Figure 3. Mitochondrial flickering is dependent on superoxide production and recruitment of mitochondrial uncoupling proteins

(a) SNc dopaminergic neuron in a brain slice incubated with tetramethyl rhodamine methyl ester (TMRM) to label mitochondria; a region of interest (ROI) from which fluorescence measurements were taken is shown (yellow circle). (b) Representative fluorescence time-series from a SNc dopaminergic neuron (black trace) before and after rotenone (red trace) application; similar results were seen in all cells examined (n>20). For comparison, a time series from a typical VTA dopaminergic neuron is shown (blue trace) (n=10). (c) Left, TMRM fluorescence measurements before (black trace) and after bath application of isradipine (green trace); Right, box plots summarizing the mean frequency of flickering in control cells before and after application of isradipine (n=5) or Ru360 (n=6), both significantly slowed flickering frequency (P<0.05); box plots summarizing the mean amplitude of the relative voltage change inferred from the fluorescence measurement; the amplitudes were similar in all conditions (P>0.05). (d) Left, fluorescence time series before and after bath application of MPG (green trace); Right, box plots summarizing mean frequency and amplitude measurements (n=5); MPG significantly reduced the frequency (P<0.05) but not the amplitude (P>0.05) of flickering. (e) Left, fluorescence time series before and after application of genipin (green trace); genipin decreased the frequency and amplitude of the flickering; Right, box plots summarizing mean amplitude and frequency measurements before and after genipin (n=5); genipin significantly decreased both parameters (P<0.05). Both measurements were normal in cyclophilin D knockouts (n=10; P>0.05).

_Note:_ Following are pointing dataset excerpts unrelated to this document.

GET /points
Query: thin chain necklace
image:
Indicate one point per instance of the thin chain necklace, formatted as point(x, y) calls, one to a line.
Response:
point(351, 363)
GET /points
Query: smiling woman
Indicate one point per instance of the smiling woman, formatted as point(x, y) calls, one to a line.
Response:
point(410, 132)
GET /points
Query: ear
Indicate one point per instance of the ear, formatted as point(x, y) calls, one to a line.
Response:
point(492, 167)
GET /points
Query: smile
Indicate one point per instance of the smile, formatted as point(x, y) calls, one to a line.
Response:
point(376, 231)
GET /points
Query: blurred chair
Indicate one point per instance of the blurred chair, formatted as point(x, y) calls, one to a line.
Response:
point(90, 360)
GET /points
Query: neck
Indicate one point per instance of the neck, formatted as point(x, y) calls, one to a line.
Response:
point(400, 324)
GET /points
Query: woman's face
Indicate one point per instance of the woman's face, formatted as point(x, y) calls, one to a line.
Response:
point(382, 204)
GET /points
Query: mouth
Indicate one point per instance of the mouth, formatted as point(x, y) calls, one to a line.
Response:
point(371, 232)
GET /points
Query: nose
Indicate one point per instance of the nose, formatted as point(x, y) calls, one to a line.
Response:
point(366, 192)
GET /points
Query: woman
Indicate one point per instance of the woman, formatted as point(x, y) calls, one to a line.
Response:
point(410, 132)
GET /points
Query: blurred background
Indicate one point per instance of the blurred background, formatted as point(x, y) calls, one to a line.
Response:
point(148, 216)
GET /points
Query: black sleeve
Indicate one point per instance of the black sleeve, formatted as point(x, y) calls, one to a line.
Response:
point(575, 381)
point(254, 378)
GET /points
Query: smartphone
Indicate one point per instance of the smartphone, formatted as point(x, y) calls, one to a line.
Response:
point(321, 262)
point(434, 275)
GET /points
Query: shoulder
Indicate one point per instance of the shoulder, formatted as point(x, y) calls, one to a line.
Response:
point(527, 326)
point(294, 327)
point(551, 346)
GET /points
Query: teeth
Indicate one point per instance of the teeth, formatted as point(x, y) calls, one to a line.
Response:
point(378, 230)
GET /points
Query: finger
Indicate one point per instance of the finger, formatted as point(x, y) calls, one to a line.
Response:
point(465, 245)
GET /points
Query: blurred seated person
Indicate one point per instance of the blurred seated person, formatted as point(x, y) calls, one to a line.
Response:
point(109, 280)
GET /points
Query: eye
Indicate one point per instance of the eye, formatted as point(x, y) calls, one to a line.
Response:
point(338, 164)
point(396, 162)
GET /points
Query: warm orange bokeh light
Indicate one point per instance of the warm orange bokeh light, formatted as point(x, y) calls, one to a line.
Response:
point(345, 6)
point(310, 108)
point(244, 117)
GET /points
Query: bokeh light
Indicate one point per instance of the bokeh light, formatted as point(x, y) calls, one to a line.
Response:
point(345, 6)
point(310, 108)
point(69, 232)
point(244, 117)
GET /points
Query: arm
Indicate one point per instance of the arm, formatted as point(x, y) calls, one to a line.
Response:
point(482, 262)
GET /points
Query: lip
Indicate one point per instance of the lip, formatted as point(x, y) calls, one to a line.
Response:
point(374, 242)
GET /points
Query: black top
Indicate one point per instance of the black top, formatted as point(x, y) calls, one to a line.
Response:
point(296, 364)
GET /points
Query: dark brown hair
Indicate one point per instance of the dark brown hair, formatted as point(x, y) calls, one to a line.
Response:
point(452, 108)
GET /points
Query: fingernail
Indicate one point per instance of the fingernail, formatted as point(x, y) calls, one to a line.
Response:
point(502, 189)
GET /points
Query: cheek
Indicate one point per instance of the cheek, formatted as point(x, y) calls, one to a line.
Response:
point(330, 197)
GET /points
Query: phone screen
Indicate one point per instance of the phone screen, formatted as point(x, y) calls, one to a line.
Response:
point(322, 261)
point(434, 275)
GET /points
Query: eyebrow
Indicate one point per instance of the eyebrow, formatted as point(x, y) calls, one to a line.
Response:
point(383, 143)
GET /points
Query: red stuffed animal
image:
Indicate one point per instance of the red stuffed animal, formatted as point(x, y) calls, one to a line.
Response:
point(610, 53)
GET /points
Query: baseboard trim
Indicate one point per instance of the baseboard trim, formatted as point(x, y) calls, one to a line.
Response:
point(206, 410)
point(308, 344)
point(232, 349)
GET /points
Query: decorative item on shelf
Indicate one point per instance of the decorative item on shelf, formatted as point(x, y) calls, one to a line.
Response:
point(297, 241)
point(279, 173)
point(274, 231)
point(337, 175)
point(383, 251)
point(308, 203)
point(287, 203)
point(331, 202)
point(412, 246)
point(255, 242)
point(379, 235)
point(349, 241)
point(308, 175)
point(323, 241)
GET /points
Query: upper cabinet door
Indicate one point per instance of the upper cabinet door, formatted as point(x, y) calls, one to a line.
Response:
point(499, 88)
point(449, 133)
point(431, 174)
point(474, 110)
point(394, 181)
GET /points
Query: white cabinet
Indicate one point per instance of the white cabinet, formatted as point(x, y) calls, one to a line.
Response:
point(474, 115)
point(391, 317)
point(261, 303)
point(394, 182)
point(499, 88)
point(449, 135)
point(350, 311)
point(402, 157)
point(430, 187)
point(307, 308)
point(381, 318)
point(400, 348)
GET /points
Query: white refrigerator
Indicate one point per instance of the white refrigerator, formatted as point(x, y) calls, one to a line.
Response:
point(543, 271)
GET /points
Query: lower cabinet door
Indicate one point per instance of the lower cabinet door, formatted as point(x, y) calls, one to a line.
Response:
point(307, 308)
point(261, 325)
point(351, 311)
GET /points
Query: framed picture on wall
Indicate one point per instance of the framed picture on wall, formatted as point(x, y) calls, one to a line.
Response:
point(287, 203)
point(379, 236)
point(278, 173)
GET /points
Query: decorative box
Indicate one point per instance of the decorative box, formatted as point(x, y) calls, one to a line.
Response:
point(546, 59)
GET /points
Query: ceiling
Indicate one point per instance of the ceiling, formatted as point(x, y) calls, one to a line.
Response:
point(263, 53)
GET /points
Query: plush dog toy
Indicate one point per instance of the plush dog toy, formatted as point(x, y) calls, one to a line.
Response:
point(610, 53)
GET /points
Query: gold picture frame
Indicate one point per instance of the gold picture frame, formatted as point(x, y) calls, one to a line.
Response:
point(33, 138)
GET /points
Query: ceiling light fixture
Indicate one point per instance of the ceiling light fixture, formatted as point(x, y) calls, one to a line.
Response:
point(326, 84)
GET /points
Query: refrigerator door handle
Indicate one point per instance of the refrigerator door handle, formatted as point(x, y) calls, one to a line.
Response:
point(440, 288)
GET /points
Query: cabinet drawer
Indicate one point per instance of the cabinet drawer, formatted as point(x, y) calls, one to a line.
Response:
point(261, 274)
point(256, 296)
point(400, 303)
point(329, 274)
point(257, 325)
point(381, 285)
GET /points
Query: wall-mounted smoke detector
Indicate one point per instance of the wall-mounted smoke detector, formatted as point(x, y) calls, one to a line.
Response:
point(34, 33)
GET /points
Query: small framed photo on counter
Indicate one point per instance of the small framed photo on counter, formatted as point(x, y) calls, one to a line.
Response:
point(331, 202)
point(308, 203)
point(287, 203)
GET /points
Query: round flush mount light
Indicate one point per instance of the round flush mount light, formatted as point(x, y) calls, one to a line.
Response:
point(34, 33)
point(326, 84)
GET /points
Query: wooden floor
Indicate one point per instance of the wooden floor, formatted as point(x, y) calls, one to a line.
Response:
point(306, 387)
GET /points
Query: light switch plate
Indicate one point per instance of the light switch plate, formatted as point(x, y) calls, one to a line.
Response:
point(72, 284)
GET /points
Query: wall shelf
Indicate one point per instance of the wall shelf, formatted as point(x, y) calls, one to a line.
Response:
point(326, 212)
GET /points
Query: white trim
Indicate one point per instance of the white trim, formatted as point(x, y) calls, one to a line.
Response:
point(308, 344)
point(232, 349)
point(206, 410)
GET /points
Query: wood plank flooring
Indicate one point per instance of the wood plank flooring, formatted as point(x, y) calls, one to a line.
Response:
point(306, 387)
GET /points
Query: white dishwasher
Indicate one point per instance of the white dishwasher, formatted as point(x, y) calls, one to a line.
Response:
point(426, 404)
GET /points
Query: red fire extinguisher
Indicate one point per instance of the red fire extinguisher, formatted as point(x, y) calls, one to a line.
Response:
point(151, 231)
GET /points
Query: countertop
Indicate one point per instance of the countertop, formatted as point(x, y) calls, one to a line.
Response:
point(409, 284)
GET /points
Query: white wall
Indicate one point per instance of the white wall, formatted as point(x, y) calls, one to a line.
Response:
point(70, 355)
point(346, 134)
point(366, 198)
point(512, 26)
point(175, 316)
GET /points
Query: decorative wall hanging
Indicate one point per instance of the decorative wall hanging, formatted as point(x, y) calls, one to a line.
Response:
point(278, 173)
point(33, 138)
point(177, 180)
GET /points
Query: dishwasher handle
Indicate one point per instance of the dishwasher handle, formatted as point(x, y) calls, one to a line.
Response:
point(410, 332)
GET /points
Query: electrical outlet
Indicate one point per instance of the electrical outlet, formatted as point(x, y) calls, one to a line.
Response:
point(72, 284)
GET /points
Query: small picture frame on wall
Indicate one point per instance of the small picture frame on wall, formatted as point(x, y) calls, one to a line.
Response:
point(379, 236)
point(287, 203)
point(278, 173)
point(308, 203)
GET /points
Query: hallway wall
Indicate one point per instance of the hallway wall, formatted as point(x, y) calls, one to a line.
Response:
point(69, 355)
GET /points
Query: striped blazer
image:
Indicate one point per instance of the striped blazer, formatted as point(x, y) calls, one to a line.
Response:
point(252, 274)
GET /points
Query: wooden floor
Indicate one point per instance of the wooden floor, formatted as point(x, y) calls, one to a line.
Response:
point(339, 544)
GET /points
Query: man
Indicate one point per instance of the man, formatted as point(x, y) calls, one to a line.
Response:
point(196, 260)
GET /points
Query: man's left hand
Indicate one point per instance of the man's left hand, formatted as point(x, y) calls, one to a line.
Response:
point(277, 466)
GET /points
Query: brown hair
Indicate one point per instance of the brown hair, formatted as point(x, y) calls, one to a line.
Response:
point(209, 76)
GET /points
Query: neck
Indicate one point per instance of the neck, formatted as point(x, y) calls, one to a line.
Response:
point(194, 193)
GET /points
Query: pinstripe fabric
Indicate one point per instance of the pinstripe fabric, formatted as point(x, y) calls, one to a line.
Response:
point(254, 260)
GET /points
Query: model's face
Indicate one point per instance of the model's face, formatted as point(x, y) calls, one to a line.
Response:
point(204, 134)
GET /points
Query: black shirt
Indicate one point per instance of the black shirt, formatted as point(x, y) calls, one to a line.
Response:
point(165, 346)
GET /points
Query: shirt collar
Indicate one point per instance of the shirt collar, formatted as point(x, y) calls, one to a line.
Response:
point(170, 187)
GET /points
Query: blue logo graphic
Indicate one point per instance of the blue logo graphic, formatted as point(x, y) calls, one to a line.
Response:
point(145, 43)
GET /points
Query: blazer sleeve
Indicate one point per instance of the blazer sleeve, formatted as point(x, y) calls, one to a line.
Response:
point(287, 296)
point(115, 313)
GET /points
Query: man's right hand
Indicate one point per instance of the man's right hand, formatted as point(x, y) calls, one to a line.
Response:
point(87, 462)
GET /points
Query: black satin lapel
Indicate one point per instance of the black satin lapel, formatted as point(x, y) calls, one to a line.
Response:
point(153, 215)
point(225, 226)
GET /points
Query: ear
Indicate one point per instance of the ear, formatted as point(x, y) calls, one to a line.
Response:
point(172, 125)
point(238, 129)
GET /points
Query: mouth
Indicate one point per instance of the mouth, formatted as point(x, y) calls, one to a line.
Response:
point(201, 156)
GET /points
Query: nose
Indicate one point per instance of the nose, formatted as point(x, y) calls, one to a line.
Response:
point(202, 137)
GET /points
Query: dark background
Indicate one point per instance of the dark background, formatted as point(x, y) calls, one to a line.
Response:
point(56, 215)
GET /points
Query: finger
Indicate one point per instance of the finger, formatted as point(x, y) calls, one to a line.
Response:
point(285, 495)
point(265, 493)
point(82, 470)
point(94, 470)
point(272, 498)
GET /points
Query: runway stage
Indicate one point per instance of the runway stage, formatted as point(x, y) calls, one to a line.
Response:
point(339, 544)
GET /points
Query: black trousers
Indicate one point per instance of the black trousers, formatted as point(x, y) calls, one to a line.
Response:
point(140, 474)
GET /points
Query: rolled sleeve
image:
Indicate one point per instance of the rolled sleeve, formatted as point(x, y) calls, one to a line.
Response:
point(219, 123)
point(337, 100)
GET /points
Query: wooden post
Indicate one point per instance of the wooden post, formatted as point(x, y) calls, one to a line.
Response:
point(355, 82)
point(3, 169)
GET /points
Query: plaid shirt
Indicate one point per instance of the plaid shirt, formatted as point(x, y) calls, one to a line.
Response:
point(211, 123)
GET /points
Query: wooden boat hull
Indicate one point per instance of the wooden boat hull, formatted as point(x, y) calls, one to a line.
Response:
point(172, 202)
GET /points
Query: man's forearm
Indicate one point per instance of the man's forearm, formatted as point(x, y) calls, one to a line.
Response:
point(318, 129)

Figure 4. Loss of DJ-1 attenuated UCP-dependent flickering in mitochondrial membrane potential

(a) Left, mito-roGFP measurements in a SNc dopaminergic neuron (as in Figure 1) before and after application of genipin (red trace). Right, box plots summarizing mean mito-roGFP measurements following isradipine application (green box) (n=9) or genipin (red box) (n=6) to SNc dopaminergic neurons; isradipine significantly decreased oxidation, whereas genipin increased oxidation (P<0.05). Also show is a box plot of mito-roGFP measurements from VTA dopaminergic neurons following genipin; genipin had no effect on these measurements (n=5, P>0.05). (b) Left, TMRM fluorescence measurement from a wild-type SNc dopaminergic neuron (black trace) and a DJ-1 knockout (red trace). Right, box plots of mean frequency and amplitude data from wild-type (n=21) and DJ-1 knockout neurons (n=7); both amplitude and frequency of flickering were decreased in DJ-1 knockouts (P<0.05). (c) Quantitative PCR analysis of UCP expression in DJ-1 knockout mice: UCP2 mRNA abundance (relative to GAPDH) was not significantly altered in VTA and SNc (P>0.05, n=9). To the right, bar graphs plot the abundance of UCP4 and UCP5 mRNAs, normalized by that of UCP2 in each sample. The relative abundance of UCP4 and UCP5 mRNA was decreased in the SNc of DJ-1 knockout mice (P<0.05, n=9). UCP4 mRNA abundance was higher in VTA from DJ-1 knockout mice (P<0.05, n=9), while UCP5 mRNA was unchanged. (d) Schematic summary of the results presented linking calcium entry through L-type channels during pacemaking with elevated mitochondrial oxidant stress and opening of UCPs. The model also proposes that oxidized DJ-1 translocates to the nucleus and increases the transcription of UCP4 and UCP5, leading to increased UCP protein in the IMM.